Fascinating illustrations contribute to this illuminating and award-winning account of how and why philosophy emerged and make it a must-read for any inquisitive thinker unsatisfied with prevailing assumptions on this timely and highly relevant subject.
By taking the reader back to the Greek colonies of Southern Italy more than 500 years B.C., the author, with unparalleled insight, tells the story of the Pythagorean quest for otherwordly konwledge -- a tale of cultism, political conspiracies, and bloody uprisings that eventually culminate in tragic failure. The emerging hero is Parmenides, who introduces for the first time a technique for testing the truth of a statement that was not based on physical evidence or mortal sense-perception, but instead relied exclusively on the faculty we humans share with the gods: the ability to reason.

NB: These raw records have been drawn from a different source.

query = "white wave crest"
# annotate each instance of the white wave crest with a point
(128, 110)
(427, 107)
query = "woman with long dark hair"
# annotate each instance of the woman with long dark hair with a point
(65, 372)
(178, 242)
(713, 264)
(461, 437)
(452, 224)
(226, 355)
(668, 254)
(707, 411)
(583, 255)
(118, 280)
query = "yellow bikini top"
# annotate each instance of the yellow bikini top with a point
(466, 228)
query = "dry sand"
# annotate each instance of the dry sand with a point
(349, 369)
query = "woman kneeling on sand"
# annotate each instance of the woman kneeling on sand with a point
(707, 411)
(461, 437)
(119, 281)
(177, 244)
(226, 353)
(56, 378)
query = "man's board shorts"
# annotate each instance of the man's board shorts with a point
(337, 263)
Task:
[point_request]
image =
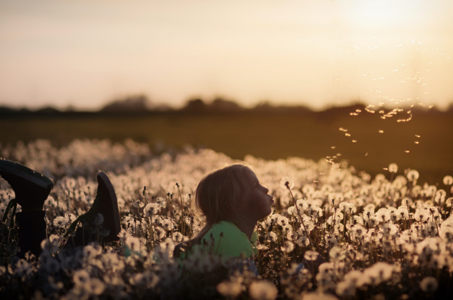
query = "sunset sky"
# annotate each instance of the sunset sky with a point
(311, 52)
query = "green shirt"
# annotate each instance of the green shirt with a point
(233, 242)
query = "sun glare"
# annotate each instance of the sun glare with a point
(381, 14)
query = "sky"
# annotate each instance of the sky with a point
(312, 52)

"Figures from Anaximander to Zeno, the ruins where they lived and thought, and the paradoxes and thought-experiments they proposed are depicted among the [many] well-chosen color illustrations. The results read like an introductory textbook, but one that has been lovingly written, lavishly laid-out and crisply printed-- making it engaging enough to draw in readers to whom it has not been assigned." - Publishers Weekly
"To Think Like God is a highly ambitious book . . . Hermann's approach deserves to be taken seriously as an alternative to standard interpretations." - Richard D. McKirahan, Jr., Edwin Clarence Norton Professor of Classics and Professor of Philosophy, Pomona College
"Arnold Hermann brings fresh life into the specialists' debates . . . a blow of wind that dissipates much fog." - Walter Burkert, Professor Emeritus of Classical Philology, University of Zurich
ARNOLD HERMANN is pursuing independent research on the origins of philosophy and methods of thinking. He specialices on subjects connected with Parmenides and Plato's Parmenides.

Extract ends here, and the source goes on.